Startups that offer marketplaces for people and their skills are best thought of as a kind of ‘AirBnB or Couchsurfing for humans rather than property’. Given the traction that the online short-term accommodation rental business has gained in the past year, it’s only natural to see startups riffing on the idea by extending it to people and skills.

In the current economic climate, it makes sense to offer platforms for people to sell themselves. The likes of AirBnB and Couchsurfing, not to mention longer-standing examples like eBay and Craigslist, have shown that the Internet is the best marketplace there is, and there’s clearly money to be made in allowing users to ‘self-serve’ each other with products and services – it may even become a necessity.

Jeff Jarvis recently wrote about ‘The jobless future‘, noting how technological progress was wiping out the need for a wide range of jobs without the prospect of enough new jobs emerging to replace them.

“Our new economy is shrinking because technology leads to efficiency over growth…

Pick an industry: newspapers, say. Untold thousands of jobs have been destroyed and they will not come back. Yes, new jobs will be created by entrepreneurs — that is precisely why I teach entrepreneurial journalism. But in the net, the news industry — make that the news ecosystem — will employ fewer people in companies. There will still be news but it will be far more efficient, thanks to the internet.

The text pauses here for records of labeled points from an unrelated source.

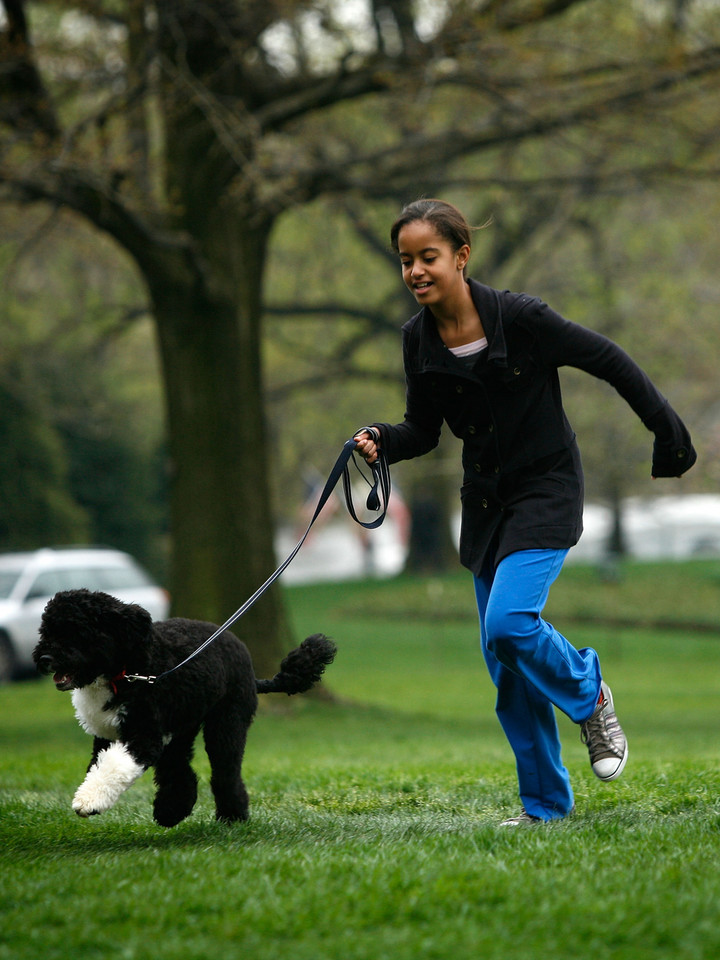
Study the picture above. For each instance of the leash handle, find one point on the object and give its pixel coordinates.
(377, 498)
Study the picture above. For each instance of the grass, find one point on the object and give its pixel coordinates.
(373, 832)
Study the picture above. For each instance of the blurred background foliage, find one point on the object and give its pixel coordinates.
(611, 219)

Take retail. Borders. Circuit City. Sharper Image. KB Toys. CompUSA. Dead. Every main street and every mall has empty stores that are not going to be filled. Buying things locally for immediate gratification will be a premium service because it is far more efficient — in terms of inventory cost, real estate, staffing — to consolidate and fulfill merchandise at a distance. Wal-Mart isn’t killing retailing. Amazon is. Transparent pricing online will reduce prices and profitability yet more. Retail will be more efficient.”

We’re rapidly approaching a future where big business simply won’t need anywhere near as many people as it used to. However, if people don’t have jobs, they can’t spend money – and what happens to the economy then? What happens to us?

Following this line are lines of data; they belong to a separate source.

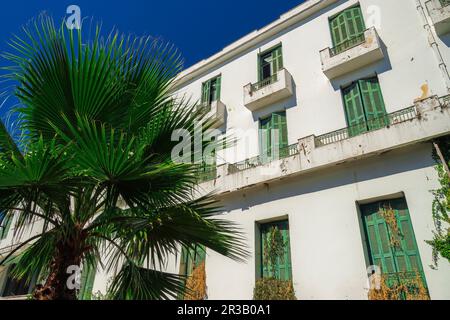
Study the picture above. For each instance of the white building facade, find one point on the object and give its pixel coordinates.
(357, 90)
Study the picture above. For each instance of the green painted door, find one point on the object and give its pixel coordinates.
(87, 282)
(282, 269)
(269, 144)
(354, 110)
(206, 88)
(211, 90)
(269, 63)
(364, 106)
(346, 27)
(373, 103)
(392, 245)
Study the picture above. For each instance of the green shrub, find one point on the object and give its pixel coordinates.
(273, 289)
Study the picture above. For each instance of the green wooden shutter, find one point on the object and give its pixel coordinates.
(218, 87)
(206, 87)
(277, 60)
(354, 110)
(87, 282)
(191, 258)
(283, 268)
(338, 30)
(373, 103)
(279, 123)
(5, 225)
(345, 26)
(354, 22)
(265, 140)
(393, 260)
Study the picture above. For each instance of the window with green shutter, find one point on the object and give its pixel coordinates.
(211, 90)
(87, 282)
(5, 225)
(270, 127)
(191, 258)
(391, 242)
(269, 63)
(347, 29)
(364, 106)
(275, 260)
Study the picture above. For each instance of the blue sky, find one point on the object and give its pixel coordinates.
(199, 28)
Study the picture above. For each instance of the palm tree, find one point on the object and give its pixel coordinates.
(94, 163)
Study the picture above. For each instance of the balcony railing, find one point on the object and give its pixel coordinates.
(257, 161)
(445, 100)
(353, 42)
(264, 83)
(206, 173)
(445, 3)
(204, 108)
(370, 125)
(406, 285)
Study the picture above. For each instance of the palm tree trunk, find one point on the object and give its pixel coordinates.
(58, 285)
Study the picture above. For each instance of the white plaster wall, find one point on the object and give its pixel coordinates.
(327, 246)
(317, 107)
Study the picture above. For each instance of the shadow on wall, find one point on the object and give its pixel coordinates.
(445, 39)
(387, 164)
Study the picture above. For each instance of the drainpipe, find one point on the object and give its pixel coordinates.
(434, 45)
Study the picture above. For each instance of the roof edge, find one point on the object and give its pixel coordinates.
(286, 20)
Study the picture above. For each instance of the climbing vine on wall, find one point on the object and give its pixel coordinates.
(405, 286)
(196, 283)
(441, 202)
(389, 216)
(273, 253)
(274, 248)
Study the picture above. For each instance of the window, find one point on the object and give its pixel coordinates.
(270, 62)
(273, 136)
(275, 259)
(87, 282)
(17, 287)
(347, 29)
(5, 224)
(211, 90)
(191, 259)
(390, 240)
(364, 106)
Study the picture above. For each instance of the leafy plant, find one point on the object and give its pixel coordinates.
(94, 164)
(441, 206)
(274, 248)
(403, 287)
(274, 289)
(196, 283)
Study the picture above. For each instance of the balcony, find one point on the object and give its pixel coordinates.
(214, 111)
(352, 55)
(425, 120)
(439, 11)
(278, 87)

Self-service labor markets like the websites we’ve detailed here are one way that people can make money directly from each other. While none of the startups we’ve mentioned here pretend that they’re offering participants anything more than the chance of a little extra income (there are no promises of being able to make a full-time living from them), they are clearly well positioned to capitalize on a future where many more of us may need to become self-employed  service providers, offering whatever skills we have directly to those who need them.

There’s no telling what the future of the economy holds, but peer-to-peer transactions look set to be a big part of it, simply by necessity. However, while we can expect more startups like the ones above to emerge to tackle the supply side of this equation, the unknown quantity remains demand. Do enough people want to buy services directly from others to make businesses like these viable on a large scale? That’s the gamble that the likes of Skillshare and TaskRabbit are taking.